People familiar with the bidding process said Oaktree has put a key condition that it will have the right to reprice the deal or pull out from the deal altogether if it doesn’t get closed before March 31, 2021. The CoC has sought legal opinion from two law firms—J. Sagar Associates and Cyril Amarchand Mangaldas—on the repricing clause.
DHFL has over 4,000 employees on its rolls. Piramal has promised to retain all of them. It is not known if Oaktree or Adani has made any similar promise.
The CoC had decided to go for a fresh round of bidding after an unsolicited last-minute bid from Adani Group sparked a row from the other bidders in the previous round that ended last month. After making a late entry, Adani Group managed to squeeze into the bidding process as CoC preferred fresh bids from all bidders by December 14 on the advice of former Attorney General of India Mukul Rohatgi. There was consensus among lenders that the original offers were pretty low and a decision to go for fresh bids was unanimous. Bidders were also given the freedom to bid either for a portion of the loan book or the entire portfolio. When the three rival bidders threatened to walk out of the process, Adani Group had offered to put more money on the table, in a communication to DHFL’s administrator on November 22.
However in the final round, Adani’s fresh offer of ₹33,110 crore, with ₹10,750 crore upfront cash payment and deferred payments of ₹19,110 crore spread over seven years, fell far short of the other two.
Miffed with the CoC’s move for fresh bids, the fourth suitor, Hong Kong-based SC Lowy pulled out of the bidding.
Meanwhile, the CoC seems to have cast a blind eye towards a fresh offer by the erstwhile promoter of DHFL, Kapil Wadhawan. He had written to the administrator with a fresh proposal to repay 100% of the principal debt to the creditors. He also proposed paying upfront fees of ₹9,000 crore and the remaining amount over eight years. “If the bids for DHFL continue to be as low as previously, I would request the committee of creditors to consider my settlement proposal instead, rather than permit DHFL to be sold for a song,” he had written in his letter.
Public deposits contribute 7% of the overall borrowing mix of DHFL, with debenture holders having 37% exposure followed by banks having 31%.
As governance and default concerns mounted, the RBI in November 2019 superseded the board of directors of financially-stressed DHFL and appointed an administrator, former MD and CEO of Indian Overseas Bank (IOB) R Subramaniakumar. He is being assisted by an RBI-appointed advisory committee. On November 29, 2019, RBI sent DHFL to the bankruptcy tribunal, making it the first non-banking finance company/housing finance company to be resolved under the Insolvency and Bankruptcy Code (IBC).

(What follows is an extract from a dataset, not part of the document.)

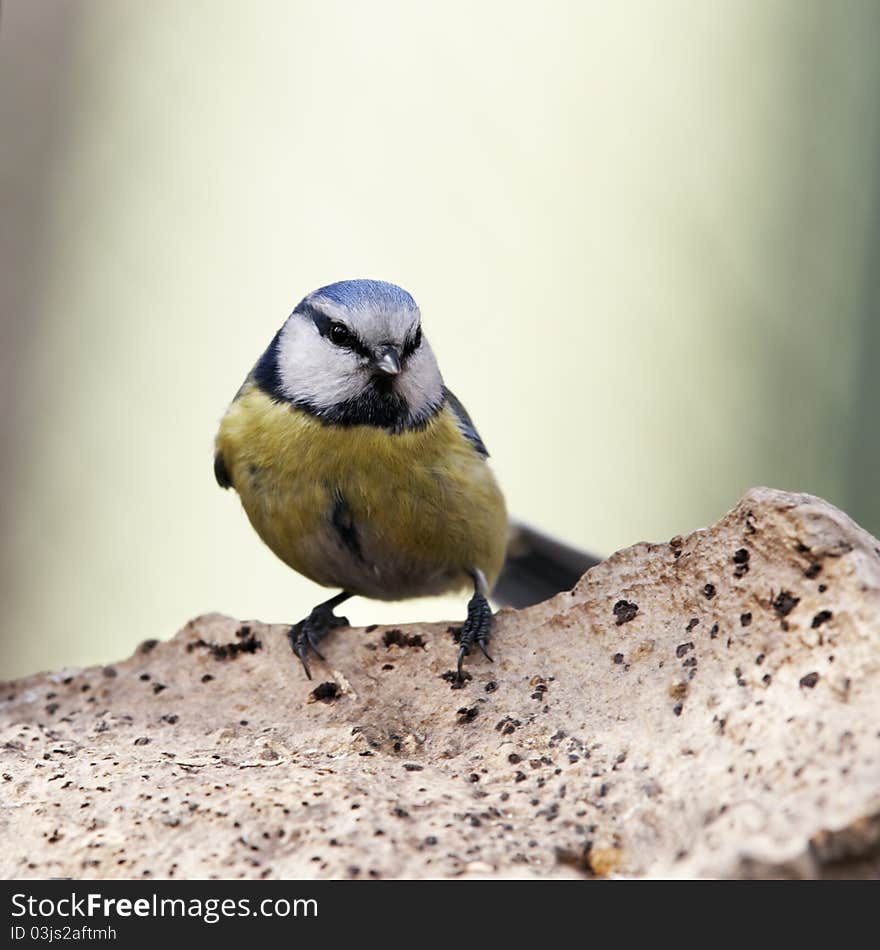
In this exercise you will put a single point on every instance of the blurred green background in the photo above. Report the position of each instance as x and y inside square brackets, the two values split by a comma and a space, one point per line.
[643, 236]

As per its annual report, DHFL had total assets amounting to ₹79,800 crore as of March 2020. Of these, ₹50,227 crore of assets forming 63% of the total portfolio were reported as non-performing assets. Its retail book stood at ₹33,500 crore.
Founded in 1984 by late Rajesh Kumar Wadhawan, DHFL rose to fame with its vision of providing financial access to lower and middle income customer segments among the semi-urban and rural population in the country. With a large network across the country, it catered to millions of customers in the lower and middle income category, before the model collapsed after the Enforcement Directorate arrested its promoters, Kapil Wadhawan and Dheeraj Wadhawan, in a case of alleged fraud caused to YES Bank.